L’avis des experts et spécialistes des maladies infectieuses sur la question doit primer avant tout, car le virus circule encore à une vitesse exponentielle dans la communauté. D’ailleurs, chaque jour les communiqués sur la situation du Coronavirus le prouvent.
Par contre, la levée presque totale des restrictions annoncées par le Chef de l’État lors de sa dernière déclaration dans les secteurs du commerce et des transports n’augure pas des lendemains sûrs surtout avec l’explosion des cas communautaires.
Á la date du mardi 19 mai 2020, le Communiqué 79 de la situation du Coronavirus fait état de « 2 617 cas déclarés positifs, dont 1 133 guéris, 30 décédés, et donc 1 453 sous traitement », il est évident que l’heure n’est pas au relâchement.
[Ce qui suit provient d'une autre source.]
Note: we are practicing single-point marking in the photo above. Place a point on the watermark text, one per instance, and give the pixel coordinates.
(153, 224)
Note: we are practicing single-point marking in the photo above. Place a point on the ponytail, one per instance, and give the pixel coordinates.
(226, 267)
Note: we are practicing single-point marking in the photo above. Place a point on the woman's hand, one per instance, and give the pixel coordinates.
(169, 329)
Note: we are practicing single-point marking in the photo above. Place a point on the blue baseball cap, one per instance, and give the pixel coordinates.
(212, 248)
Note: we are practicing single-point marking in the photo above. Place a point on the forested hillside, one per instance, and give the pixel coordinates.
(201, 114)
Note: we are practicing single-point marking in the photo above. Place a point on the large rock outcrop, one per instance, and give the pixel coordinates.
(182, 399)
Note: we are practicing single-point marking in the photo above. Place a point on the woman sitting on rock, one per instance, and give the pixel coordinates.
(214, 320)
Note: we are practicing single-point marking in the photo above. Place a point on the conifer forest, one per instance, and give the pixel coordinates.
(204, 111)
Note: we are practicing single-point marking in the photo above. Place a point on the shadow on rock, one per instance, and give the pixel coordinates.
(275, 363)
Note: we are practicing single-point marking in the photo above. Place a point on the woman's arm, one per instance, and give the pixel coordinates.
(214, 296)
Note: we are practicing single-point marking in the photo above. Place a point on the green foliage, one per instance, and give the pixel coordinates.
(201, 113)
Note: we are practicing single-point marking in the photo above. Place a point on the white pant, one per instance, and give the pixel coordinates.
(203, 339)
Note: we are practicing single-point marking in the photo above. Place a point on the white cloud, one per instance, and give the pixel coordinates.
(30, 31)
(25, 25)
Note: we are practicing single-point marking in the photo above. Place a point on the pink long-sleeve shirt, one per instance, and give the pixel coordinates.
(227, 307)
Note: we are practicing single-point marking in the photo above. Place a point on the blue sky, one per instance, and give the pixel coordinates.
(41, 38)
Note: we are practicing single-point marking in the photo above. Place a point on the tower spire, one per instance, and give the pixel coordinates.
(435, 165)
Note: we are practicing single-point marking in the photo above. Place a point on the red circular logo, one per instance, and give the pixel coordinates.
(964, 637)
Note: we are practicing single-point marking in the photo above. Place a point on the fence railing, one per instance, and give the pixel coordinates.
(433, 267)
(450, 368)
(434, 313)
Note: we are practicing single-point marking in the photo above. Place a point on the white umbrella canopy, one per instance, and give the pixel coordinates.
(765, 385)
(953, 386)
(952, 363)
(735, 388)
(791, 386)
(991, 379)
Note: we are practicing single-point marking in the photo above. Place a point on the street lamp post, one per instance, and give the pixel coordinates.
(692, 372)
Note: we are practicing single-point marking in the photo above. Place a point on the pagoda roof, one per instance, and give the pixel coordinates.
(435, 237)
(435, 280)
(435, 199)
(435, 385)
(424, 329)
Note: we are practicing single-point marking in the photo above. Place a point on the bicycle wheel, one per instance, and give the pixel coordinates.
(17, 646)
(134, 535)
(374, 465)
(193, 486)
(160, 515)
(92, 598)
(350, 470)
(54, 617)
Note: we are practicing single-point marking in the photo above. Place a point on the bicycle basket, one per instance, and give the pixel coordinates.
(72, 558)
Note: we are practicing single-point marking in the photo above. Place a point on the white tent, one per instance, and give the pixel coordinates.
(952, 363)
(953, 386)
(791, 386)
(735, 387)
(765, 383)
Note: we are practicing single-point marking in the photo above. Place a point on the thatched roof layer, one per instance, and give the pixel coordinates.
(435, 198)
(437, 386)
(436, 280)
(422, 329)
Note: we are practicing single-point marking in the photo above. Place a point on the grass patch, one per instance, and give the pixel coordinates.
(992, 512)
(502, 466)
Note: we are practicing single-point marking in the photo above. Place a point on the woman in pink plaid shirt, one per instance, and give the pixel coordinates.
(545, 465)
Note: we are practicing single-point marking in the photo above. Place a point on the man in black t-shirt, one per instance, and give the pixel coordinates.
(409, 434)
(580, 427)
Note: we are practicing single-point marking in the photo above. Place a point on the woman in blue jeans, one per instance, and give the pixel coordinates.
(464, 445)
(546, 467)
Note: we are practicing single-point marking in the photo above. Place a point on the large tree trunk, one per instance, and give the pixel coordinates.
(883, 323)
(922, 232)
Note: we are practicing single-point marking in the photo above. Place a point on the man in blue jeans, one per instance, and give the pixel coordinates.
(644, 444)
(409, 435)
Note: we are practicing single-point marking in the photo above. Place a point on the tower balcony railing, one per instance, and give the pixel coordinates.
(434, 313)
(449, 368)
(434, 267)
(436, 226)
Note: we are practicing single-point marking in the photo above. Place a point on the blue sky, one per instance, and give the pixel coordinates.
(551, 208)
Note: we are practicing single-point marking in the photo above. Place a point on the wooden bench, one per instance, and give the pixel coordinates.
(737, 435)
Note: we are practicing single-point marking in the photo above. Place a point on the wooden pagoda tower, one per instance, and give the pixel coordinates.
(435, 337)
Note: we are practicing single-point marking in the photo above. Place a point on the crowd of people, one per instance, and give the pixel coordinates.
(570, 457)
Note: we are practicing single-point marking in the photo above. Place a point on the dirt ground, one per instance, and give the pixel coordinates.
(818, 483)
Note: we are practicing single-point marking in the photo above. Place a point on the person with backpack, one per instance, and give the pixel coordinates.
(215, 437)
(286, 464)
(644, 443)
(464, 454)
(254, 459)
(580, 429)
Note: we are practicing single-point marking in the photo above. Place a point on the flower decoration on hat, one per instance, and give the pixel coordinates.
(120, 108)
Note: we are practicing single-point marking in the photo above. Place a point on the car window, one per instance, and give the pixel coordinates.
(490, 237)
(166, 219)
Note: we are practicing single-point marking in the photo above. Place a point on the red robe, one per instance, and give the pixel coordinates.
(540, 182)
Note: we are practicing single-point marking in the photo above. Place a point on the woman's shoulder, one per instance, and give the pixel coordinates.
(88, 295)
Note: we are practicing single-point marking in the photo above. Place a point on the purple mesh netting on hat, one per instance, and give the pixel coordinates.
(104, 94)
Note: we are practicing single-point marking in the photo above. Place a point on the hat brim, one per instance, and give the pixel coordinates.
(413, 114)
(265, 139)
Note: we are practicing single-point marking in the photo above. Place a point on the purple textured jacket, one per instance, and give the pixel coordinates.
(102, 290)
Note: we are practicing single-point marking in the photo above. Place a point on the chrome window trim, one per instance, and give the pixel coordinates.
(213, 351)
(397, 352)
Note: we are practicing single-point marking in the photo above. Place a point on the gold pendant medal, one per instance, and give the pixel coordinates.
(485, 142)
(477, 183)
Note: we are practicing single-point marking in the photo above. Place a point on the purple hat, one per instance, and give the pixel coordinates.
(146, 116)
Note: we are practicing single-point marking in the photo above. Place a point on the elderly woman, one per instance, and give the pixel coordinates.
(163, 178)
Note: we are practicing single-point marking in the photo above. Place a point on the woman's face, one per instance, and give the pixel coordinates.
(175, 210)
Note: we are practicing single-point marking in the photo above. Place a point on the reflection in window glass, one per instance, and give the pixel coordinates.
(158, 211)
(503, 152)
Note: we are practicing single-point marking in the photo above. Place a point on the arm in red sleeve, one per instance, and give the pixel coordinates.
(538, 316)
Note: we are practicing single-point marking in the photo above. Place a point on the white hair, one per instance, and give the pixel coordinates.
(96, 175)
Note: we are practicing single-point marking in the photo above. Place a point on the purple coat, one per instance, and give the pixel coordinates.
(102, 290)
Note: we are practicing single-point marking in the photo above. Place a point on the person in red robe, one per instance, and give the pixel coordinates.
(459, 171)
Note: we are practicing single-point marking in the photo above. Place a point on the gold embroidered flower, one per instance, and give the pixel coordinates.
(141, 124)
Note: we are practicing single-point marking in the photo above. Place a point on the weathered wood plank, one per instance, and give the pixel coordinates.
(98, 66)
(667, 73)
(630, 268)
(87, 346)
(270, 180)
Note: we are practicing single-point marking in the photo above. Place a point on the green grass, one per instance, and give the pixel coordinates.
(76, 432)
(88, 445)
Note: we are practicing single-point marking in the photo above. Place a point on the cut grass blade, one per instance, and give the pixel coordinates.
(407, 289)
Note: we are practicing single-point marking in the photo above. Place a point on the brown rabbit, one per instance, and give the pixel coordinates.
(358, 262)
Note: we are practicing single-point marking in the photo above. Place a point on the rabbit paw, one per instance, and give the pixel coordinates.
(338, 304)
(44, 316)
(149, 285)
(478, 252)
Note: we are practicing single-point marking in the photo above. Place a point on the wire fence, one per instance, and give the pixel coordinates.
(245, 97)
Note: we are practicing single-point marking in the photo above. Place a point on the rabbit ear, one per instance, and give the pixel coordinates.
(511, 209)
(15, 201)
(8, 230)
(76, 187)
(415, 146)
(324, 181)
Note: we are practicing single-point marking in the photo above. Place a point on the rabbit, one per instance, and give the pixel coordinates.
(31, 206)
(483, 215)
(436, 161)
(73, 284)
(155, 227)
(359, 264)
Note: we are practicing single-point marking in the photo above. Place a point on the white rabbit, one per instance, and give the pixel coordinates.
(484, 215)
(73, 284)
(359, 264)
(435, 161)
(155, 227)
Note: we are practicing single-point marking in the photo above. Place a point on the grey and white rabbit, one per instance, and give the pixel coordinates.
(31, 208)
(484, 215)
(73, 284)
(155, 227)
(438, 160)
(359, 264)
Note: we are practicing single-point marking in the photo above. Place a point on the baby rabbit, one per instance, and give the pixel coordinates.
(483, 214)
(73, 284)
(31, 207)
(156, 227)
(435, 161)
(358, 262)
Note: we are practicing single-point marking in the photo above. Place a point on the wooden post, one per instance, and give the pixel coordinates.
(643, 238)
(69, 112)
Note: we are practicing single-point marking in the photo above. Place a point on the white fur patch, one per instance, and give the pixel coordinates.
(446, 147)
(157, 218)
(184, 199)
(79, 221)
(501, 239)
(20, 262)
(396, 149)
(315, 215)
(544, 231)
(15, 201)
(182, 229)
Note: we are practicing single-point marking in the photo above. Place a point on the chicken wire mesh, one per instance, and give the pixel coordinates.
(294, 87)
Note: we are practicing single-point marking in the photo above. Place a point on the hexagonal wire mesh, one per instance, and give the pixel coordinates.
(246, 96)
La mise à disposition de thermo flash, de gel hydro alcoolique, entre autres, ne garantit pas la protection des populations. Ces dispositions ne suffisent pas pour assurer une réelle protection. Il est important de revoir sereinement vos décisions pour le bien de la communauté.
Dans un tel contexte, des régions qui sont encore épargnées par la pandémie comme les régions de Matam et Kédougou risquent de devenir de nouveaux clusters si on y prend garde. Avec le retour annoncé des enseignants et de leurs élèves, cette situation va provoquer des mouvements de population entre les régions ou localités.
Si avec une vingtaine de cas testés positifs et zéro décès au 14 mars 2020, l’État avait pris la sage décision de fermer écoles et universités, aujourd’hui, avec le bilan que le Sénégal a enregistré, l’heure n’est pas à une réouverture des établissements scolaires. Soyons lucides et vigilants. Ne mettons pas en danger les citoyens. Ainsi, pourrions-nous vaincre cette pandémie qui, si on n’y prend garde, risque de devenir une endémie.
Yaya DIAW
Professeur d’Enseignement Secondaire d’Histoire et de Géographie.
Lycée Amath DANSOKHO, ex-Lycée Ouakam.